Richting een verbeterde behandeling voor patiënten met viscerale leishmaniasis en hiv
ArrayViscerale leishmaniasis (VL, ook wel kala-azar genoemd) is een levensbedreigende parasitaire ziekte die vooral het Indische subcontinent, Oost-Afrika en Zuid-Amerika treft. De Wereldgezondheidsorganisatie schat dat er wereldwijd elk jaar 200.000 à 400.000 nieuwe gevallen van VL opduiken. Meer dan 90% ervan doen zich voor in zes landen, waaronder Ethiopië*. De ziekte is bijzonder ernstig en heeft een hoge mortaliteit bij hiv-patiënten. In zijn doctoraatsonderzoek aan het Instituut voor Tropische Geneeskunde in Antwerpen (ITG), bestudeerde dr. Ermias Diro uit Ethiopië twee complicerende factoren bij VL-hiv-co-infecties: atypische klinische verschijnselen en zwakke respons op de behandeling.

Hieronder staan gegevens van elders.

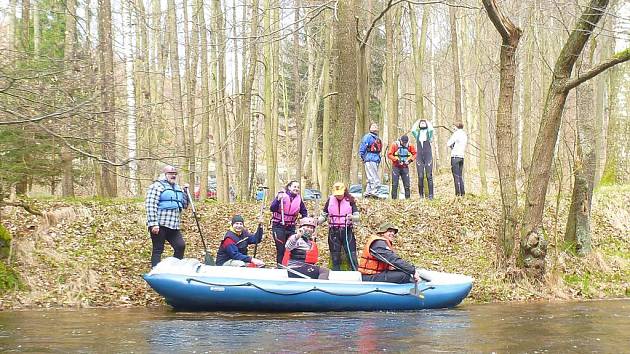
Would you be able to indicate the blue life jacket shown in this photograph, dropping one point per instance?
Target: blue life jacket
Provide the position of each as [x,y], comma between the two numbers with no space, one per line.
[172,197]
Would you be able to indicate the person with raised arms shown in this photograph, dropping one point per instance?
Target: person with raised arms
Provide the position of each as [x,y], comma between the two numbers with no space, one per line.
[379,262]
[233,249]
[285,208]
[302,254]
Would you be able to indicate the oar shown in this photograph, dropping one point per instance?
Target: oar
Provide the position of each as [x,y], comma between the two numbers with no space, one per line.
[262,207]
[415,283]
[294,271]
[208,259]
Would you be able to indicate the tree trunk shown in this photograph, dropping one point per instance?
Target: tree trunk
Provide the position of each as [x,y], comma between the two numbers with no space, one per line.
[532,252]
[452,12]
[219,44]
[269,98]
[205,100]
[176,88]
[578,230]
[611,173]
[131,96]
[297,93]
[508,227]
[248,82]
[108,87]
[67,184]
[418,55]
[343,121]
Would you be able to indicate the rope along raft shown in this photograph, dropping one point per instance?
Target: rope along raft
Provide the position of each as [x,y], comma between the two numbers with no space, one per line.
[313,289]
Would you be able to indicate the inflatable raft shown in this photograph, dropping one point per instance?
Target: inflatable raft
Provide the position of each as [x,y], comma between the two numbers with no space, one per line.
[191,286]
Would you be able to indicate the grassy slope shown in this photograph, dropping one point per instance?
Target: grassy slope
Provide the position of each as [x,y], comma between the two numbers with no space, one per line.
[92,253]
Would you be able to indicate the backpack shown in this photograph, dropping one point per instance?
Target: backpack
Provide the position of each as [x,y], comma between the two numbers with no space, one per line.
[376,146]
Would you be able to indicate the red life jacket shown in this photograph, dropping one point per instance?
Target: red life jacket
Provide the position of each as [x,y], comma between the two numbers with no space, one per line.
[291,209]
[311,256]
[369,264]
[337,212]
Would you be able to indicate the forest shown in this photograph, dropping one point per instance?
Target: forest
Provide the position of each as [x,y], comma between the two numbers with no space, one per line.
[97,95]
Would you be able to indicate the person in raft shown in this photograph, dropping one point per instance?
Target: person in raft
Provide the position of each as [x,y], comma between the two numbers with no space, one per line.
[233,249]
[302,254]
[379,262]
[164,204]
[341,211]
[285,208]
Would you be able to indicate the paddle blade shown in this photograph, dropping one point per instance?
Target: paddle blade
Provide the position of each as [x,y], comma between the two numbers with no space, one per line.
[208,259]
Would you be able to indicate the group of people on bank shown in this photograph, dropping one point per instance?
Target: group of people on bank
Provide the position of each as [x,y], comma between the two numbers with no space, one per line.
[402,153]
[293,234]
[293,231]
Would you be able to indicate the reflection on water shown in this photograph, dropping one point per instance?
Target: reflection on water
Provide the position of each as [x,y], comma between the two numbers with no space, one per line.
[599,326]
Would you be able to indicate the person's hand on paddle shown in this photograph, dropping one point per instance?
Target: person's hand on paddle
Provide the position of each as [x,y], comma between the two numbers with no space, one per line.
[257,262]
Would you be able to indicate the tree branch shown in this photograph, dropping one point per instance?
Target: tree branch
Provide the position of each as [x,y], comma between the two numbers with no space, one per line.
[598,69]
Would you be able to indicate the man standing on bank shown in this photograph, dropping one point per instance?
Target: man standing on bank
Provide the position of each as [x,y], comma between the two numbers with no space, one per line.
[457,143]
[422,131]
[370,153]
[164,204]
[402,154]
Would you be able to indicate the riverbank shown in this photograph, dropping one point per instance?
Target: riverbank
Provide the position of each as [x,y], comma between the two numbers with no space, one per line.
[90,253]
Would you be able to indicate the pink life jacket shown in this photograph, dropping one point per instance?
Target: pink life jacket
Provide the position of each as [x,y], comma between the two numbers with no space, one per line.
[291,209]
[337,211]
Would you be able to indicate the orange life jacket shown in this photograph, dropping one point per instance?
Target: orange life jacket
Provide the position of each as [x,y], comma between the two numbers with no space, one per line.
[311,256]
[368,264]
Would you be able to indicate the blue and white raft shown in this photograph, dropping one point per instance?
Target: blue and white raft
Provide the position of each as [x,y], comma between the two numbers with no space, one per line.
[189,285]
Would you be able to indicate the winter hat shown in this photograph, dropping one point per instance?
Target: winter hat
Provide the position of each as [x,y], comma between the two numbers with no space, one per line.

De symptomen van VL bij hiv-positieve patiënten gaan van orale en rectale laesies, vergroting van de lever en milt, tot depigmentatie van de huid. Diro schreef een artikel over deze atypische klinische verschijnselen en drong er bij artsen op aan om leishmaniasis niet over het hoofd te zien bij het onderzoek van de patiënt, zodat de diagnose sneller kan gesteld worden.
Ook al wordt de juiste diagnose gesteld, door het verzwakte immuunsysteem van de VL-hiv-patiënt is behandeling met alle anti-leishmaniageneesmiddelen moeilijk en veel patiënten hervallen. Net omdat beide ziekten elkaar versterken, faalt de behandeling voor beide ziekten. Met andere woorden, er is dringend nood aan een veilig en effectief geneesmiddel voor de behandeling van VL.
Diro deed zijn onderzoek in Noordwest-Ethiopië, waar co-infectie 10 tot 20% bedraagt. Hij toonde aan dat slechts 43% van de VL-patiënten met hiv genas met de klassieke natrium-stibogluconatebehandeling van één maand. Een op vier patiënten ondervond ernstige bijwerkingen. Met een verlengde behandelingsduur bedroeg het genezingspercentage slechts 75%.
De onderzoeker testte ook het gebruik van pentamidine als secundaire profylaxe in een klinische studie met 74 VL-hiv-geïnfecteerde patiënten. Eerdere studies toonden aan dat 50 tot 100% van de patiënten binnen een jaar hervallen. Met pentamidine als secundaire profylaxe werd dit bij 71% van de patiënten voorkomen.
“We hebben veel geleerd over de behandeling van VL bij hiv-patiënten, maar er is nog een lange weg te gaan. Deze co-infecties blijven een van de meest genegeerde problemen onder de verwaarloosde ziekten. Een van de aspecten die we verder willen onderzoeken is het anti-leishmaniaeffect van hiv-proteaseremmers. Het optimaliseren van antiretrovirale therapie kan VL-hiv-patiënten zeker ten goede komen,” aldus dr. Ermias Diro, hoofddocent aan de Universiteit van Gondar in Ethiopië, een institutionele partnerorganisatie van het ITG.
Op 26 mei 2015 behaalde Diro een doctoraat in de medische wetenschappen aan de Universiteit van Antwerpen voor zijn onderzoek aan het ITG.